A cleaned version of the Hebrew Sentiment data set published by Amram, A., Ben-David, A., and Tsarfaty, R. (2018).{1}
Original dataset can be found under the omilab Github.
This dataset was prepared and used for the paper AlephBERT:A Hebrew Large Pre-Trained Language Model to Start-off your Hebrew NLP Application With
Since we discovered that there was a data leakage (shared material between test and train) we provide a cleaned version without duplications and with removal of text that is almost identical. (for example 2 samples that say "I love you!" and "I love you!!" considerd identical), with a new split of train-dev-test, instead of the original train-test. We provide in this repository both the new clean data and both the full deduping code.

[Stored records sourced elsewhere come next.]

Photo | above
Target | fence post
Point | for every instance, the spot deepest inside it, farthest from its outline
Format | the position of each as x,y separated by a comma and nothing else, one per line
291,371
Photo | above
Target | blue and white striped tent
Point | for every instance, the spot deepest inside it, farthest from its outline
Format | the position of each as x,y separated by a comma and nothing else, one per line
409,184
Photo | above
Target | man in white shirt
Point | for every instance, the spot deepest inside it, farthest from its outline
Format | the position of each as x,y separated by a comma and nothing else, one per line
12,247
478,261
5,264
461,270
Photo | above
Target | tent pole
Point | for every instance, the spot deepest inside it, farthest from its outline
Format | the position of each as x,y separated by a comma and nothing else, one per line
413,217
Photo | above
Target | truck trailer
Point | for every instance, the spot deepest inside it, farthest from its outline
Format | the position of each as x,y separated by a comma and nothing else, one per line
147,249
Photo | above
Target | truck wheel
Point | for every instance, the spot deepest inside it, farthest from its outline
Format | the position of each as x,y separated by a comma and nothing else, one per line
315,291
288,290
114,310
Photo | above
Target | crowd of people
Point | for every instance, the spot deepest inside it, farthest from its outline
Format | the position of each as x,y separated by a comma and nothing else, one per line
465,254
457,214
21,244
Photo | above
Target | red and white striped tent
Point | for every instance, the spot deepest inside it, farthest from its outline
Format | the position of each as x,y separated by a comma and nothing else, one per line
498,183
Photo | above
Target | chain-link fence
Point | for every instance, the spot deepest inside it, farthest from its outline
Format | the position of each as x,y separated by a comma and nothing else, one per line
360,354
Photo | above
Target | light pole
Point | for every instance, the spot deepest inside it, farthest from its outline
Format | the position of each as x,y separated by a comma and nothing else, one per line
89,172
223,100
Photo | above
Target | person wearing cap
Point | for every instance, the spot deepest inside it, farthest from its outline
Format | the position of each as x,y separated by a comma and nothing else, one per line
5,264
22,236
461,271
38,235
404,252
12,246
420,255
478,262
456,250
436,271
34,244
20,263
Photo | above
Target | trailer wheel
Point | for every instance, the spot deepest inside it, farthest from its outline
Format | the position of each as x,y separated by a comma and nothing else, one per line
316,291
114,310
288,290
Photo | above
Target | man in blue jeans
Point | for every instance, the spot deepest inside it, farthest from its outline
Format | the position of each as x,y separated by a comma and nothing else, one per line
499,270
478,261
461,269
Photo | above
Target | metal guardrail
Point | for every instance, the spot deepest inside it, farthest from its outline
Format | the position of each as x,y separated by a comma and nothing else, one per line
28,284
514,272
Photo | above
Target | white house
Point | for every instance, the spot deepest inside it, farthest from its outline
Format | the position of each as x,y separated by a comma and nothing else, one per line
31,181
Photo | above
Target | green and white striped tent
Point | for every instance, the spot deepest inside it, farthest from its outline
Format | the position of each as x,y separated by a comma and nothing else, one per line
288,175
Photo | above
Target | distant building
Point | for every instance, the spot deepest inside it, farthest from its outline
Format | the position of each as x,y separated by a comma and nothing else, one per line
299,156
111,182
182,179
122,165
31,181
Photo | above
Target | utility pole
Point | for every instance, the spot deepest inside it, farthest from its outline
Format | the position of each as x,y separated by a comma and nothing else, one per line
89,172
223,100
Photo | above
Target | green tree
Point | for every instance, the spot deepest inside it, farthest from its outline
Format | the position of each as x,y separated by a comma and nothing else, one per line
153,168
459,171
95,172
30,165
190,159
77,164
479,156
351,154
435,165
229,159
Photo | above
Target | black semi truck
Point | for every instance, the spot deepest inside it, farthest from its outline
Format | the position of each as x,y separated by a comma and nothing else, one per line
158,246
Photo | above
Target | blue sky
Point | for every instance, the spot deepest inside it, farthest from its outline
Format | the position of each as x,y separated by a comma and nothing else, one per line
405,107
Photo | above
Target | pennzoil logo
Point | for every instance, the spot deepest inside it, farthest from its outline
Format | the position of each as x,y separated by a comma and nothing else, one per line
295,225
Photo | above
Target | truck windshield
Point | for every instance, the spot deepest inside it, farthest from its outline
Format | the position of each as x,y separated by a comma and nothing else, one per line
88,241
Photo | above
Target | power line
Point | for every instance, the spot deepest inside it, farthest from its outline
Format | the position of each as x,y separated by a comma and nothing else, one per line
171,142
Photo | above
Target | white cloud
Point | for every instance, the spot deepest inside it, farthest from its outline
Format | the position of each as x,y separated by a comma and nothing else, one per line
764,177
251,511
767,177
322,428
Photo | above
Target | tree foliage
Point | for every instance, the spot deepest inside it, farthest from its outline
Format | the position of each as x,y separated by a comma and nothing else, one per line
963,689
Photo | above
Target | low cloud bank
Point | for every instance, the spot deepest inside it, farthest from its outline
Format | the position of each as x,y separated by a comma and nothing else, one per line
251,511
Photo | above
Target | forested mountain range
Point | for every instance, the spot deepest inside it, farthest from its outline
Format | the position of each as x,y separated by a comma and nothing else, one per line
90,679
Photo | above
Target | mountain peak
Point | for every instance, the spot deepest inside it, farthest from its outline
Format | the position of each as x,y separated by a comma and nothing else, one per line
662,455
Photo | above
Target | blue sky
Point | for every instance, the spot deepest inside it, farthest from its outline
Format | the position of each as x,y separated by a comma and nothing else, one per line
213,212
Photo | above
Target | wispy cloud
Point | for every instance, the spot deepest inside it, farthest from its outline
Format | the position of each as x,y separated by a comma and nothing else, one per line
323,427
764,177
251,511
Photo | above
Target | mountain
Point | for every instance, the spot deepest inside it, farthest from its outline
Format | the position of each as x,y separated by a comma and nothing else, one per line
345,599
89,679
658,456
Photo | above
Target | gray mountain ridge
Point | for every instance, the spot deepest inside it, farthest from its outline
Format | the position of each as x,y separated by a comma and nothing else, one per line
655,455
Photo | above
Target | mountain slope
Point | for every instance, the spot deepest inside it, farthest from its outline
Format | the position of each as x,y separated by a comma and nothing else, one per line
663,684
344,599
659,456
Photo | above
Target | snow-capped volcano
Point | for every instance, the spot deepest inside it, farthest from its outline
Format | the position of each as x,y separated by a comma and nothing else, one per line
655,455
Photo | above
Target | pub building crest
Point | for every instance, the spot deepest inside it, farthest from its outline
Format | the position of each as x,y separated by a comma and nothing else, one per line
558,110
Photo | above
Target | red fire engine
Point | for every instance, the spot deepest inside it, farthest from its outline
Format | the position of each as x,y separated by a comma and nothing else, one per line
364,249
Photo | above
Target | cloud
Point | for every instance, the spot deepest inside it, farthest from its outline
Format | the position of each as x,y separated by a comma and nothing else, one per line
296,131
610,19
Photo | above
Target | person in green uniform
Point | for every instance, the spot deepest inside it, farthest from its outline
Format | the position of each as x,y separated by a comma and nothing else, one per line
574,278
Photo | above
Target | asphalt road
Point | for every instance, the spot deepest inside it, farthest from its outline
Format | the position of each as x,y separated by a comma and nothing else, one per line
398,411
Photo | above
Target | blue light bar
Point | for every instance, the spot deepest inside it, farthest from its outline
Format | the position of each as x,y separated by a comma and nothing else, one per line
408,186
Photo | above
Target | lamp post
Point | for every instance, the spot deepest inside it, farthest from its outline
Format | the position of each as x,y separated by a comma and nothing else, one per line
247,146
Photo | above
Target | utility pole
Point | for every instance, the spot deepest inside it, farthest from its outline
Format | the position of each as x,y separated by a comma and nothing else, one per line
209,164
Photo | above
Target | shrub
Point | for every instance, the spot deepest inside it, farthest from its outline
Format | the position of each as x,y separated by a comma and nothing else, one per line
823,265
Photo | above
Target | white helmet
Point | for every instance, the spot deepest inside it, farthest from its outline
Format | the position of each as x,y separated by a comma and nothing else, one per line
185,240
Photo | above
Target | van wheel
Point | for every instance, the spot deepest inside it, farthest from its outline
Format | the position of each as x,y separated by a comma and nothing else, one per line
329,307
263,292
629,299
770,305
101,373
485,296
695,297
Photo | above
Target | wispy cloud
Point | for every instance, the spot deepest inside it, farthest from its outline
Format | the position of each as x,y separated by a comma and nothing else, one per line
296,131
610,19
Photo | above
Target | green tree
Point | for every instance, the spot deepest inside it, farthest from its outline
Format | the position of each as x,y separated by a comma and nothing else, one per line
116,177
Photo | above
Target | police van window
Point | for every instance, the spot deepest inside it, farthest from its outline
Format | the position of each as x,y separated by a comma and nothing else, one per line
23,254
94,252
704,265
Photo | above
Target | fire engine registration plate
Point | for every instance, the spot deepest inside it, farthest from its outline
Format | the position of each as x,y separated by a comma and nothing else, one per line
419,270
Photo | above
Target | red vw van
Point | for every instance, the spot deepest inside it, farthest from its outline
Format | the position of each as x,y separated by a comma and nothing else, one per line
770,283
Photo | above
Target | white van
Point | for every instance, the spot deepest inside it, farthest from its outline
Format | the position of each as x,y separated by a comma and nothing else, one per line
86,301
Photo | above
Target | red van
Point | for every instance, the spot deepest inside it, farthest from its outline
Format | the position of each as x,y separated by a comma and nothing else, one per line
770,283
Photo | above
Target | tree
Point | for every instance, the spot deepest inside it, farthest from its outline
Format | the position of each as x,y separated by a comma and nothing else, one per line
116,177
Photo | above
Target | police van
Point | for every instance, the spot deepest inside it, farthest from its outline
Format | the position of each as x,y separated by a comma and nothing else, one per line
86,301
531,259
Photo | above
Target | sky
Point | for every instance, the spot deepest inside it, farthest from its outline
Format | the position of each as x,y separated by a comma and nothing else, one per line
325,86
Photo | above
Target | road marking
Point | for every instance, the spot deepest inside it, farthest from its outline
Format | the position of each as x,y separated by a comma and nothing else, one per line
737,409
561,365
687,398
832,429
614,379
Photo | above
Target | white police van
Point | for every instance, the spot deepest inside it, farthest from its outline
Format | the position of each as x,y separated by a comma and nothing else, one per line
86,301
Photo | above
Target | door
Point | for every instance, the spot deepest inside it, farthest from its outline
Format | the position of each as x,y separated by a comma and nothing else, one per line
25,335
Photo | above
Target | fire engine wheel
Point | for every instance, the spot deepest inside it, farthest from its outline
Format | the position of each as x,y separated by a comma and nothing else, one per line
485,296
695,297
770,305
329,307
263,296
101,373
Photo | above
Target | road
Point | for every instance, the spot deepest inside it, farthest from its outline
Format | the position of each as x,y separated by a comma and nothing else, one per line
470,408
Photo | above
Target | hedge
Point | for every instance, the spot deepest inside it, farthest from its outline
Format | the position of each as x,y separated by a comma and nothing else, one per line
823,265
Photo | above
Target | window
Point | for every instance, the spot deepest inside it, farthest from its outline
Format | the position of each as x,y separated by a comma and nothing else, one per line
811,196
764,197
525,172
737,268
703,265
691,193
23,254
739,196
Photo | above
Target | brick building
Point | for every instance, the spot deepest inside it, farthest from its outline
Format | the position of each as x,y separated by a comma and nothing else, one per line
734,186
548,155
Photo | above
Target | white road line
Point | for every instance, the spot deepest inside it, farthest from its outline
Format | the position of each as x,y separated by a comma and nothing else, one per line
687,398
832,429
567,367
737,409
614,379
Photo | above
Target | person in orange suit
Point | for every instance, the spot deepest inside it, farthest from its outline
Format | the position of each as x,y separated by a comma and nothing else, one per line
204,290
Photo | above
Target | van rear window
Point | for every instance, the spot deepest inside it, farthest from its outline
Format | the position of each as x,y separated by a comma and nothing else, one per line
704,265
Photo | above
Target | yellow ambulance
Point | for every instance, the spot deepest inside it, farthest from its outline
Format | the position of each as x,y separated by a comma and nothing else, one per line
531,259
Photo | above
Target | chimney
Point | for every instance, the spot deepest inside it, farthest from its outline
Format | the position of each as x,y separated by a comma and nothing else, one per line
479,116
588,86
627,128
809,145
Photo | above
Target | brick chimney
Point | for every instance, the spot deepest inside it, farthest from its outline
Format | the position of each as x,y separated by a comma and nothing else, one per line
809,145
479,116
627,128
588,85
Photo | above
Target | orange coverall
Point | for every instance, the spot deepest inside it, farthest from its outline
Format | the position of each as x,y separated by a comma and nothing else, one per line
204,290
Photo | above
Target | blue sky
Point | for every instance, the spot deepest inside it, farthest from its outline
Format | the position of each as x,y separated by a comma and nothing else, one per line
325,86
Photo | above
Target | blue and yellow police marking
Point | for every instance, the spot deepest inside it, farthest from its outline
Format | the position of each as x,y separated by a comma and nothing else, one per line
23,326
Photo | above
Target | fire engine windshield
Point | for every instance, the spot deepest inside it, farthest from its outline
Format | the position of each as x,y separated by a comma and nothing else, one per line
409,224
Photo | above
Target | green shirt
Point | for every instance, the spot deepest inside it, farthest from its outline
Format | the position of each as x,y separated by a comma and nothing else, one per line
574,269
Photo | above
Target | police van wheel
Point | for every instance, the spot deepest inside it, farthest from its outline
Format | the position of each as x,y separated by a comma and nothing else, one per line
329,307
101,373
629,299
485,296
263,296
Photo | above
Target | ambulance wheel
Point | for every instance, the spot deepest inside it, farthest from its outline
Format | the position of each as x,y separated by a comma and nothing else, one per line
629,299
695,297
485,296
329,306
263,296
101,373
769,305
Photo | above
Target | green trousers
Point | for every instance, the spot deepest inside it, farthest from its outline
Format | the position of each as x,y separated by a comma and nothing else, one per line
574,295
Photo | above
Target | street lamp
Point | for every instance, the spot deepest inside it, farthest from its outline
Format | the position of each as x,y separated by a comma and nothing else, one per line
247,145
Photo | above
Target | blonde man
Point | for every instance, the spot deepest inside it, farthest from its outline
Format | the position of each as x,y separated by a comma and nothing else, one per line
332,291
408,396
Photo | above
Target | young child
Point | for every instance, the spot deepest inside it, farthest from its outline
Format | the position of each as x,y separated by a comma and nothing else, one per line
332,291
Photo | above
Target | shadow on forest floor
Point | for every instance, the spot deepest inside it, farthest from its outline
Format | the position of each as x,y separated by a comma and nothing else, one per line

Data set | Original Set sizes | Deduped Set sizes - Token | Deduped Set sizes - Morph | Comment |
---|---|---|---|---|
Train | 9220 | 5926 | 5932 | |
Dev | 1026 | 846 | 847 | Originally didn't exist and was part of the train |
Test | 2561 | 1695 | 1696 |
Data set | Leakage percentage |
---|---|
Train | 24.6% |
Dev | 3.8% |
Test | 7.53% |
Data set | Leakage |
---|---|
Test - Train | 1120 (12%) |
Test + Dev - Train | 1685 (16.22%) |
{1} Representations and Architectures in Neural Sentiment Analysis for Morphologically Rich Languages: A Case Study from Modern Hebrew. In: Proceedings of The 27th International Conference on Computational Linguistics (COLING 2018) Santa Fe, NM, (pp. 2242-2252).